Now, the question is: does this person believe he’s being an individual by dressing this way? If he does, then he’s almost certainly deluded. It’s far more likely that he’s succumbed to a particular trend, cleverly fuelled by equipment companies who know how to play on his suppressed desires to be ‘different’, to be a contender, to look like a pro.
Does that matter? Well, not if he keeps the delusion to himself. Okay, he will probably irritate a number of other cyclists, either because they’re competing to look the most pro and he’s got a bit of kit they haven’t, or because he’s weaving in and out of traffic and cutting up cyclists who are sane enough to realise commuting isn’t a race. But he isn’t going to impact negatively on anyone else’s development as a serious cyclist.

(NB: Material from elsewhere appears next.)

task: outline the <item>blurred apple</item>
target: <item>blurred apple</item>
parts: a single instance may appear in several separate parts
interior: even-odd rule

Okay, here’s where this analogy is going: I want to say something about writers who write articles on how to write. Some writers, at least: the ones I think are doing the equivalent of wearing spandex to commute to work.

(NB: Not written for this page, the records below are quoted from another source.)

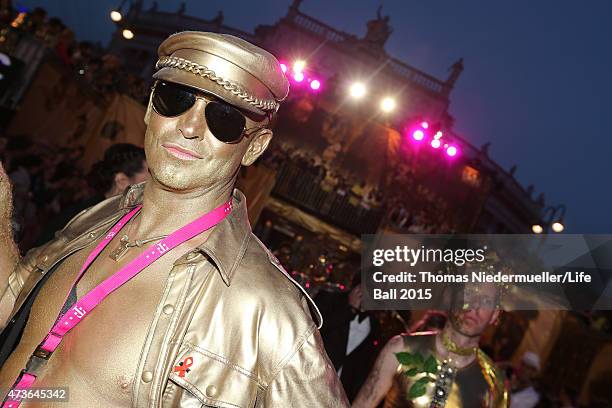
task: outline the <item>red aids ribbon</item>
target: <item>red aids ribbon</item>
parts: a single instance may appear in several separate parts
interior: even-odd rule
[[[189,367],[193,365],[193,358],[185,357],[183,361],[174,366],[174,371],[178,373],[179,377],[185,377],[185,374],[191,371]]]

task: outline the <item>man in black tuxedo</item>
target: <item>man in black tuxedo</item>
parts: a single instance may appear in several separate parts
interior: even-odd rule
[[[315,303],[323,315],[321,337],[349,401],[357,396],[380,352],[378,319],[361,307],[361,274],[349,292],[319,292]]]

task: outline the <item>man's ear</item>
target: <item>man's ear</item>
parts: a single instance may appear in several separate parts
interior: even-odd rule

There’s a particular tone adopted by quite a few how-to article writing writers. It took me a long time to figure out what it is, other than having a gut feeling it isn’t authentic. I think it goes like this:
STEP ONE: assume position A.
Position A is a wonderful platform woven from organic coconut fronds set at the top of the rain forest. From there, the writer can see everything (well, the tops of every other tree and a few more platforms with other article-writing writers on them at least) and is therefore wise and knowing.

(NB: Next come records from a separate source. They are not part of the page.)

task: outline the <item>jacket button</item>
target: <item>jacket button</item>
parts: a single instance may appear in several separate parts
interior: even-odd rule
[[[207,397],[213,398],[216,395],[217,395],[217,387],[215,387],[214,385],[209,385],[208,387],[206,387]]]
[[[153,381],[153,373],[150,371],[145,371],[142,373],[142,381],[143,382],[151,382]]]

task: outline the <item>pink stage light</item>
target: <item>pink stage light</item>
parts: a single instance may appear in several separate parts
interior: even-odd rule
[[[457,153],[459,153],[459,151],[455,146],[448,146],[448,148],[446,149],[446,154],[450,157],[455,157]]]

STEP TWO: pretend to assume position B.
Position B is lower than A but still with a fabulous view of all (other writers) below. But because it’s beneath the very top, it allows the writer to adopt a tone of slight self-deprecation and false modesty about the distance he/she still has to go, as well as not being as challengeable as he would be if openly in A. This is a kind of reverse humble-brag, implying that the writer should be at position A but is too modest to say so, thus in one go displaying (fake) humility and protecting himself from any accusation that he’s not actually the top dog.
STEP THREE: disguise position C – where the writer actually is.
Which is where in some ways this blog post begins.
Most writers spend many years waiting to be recognised, to get something published. Probably what they should be doing in the waiting time is working on their craft and producing more stories. But it’s difficult.
It doesn’t help that it’s not only writers and cyclists who adopt this three-step approach to unchallengeable smugness. You encounter it everywhere: in the pub, the office, the gym (I hear) . . . People discuss a topic, assume position A then immediately drop to the tone of position B. Hence the smugness, because they can now discuss every subject on Earth, any of which they have no real knowledge of at all, and in a tone that implies they know everything. And you can’t challenge them because they’re at position B – or at least their tone is saying they are – which is a humble step down from all-knowing.
Where they actually are is in the position of not knowing anything much at all. The shame of it is that this would be the ideal position from which to have a real conversation. Instead of everyone swapping smug pronouncements, they could open up the subject and try to learn something from each other.
Okay, it probably wouldn’t encourage the reading of your article to start by saying, “Actually, I know bugger-all about writing” but it could help if you showed that your real position – C – is not so far above the reader’s but the point is, it is above. Then, you could both open up in the face of sharing reality, instead of the position B tutor protecting his delusion and the would-be tutored feeling they just can’t get hold of what the expert is saying.
The guy in the lift isn’t helping anyone, basically, but he’s going to continue displaying anyway. Some may be desperate enough to believe he knows how to win the Tour de France. They might ask him for advice so they can try to win it too. He might even give it.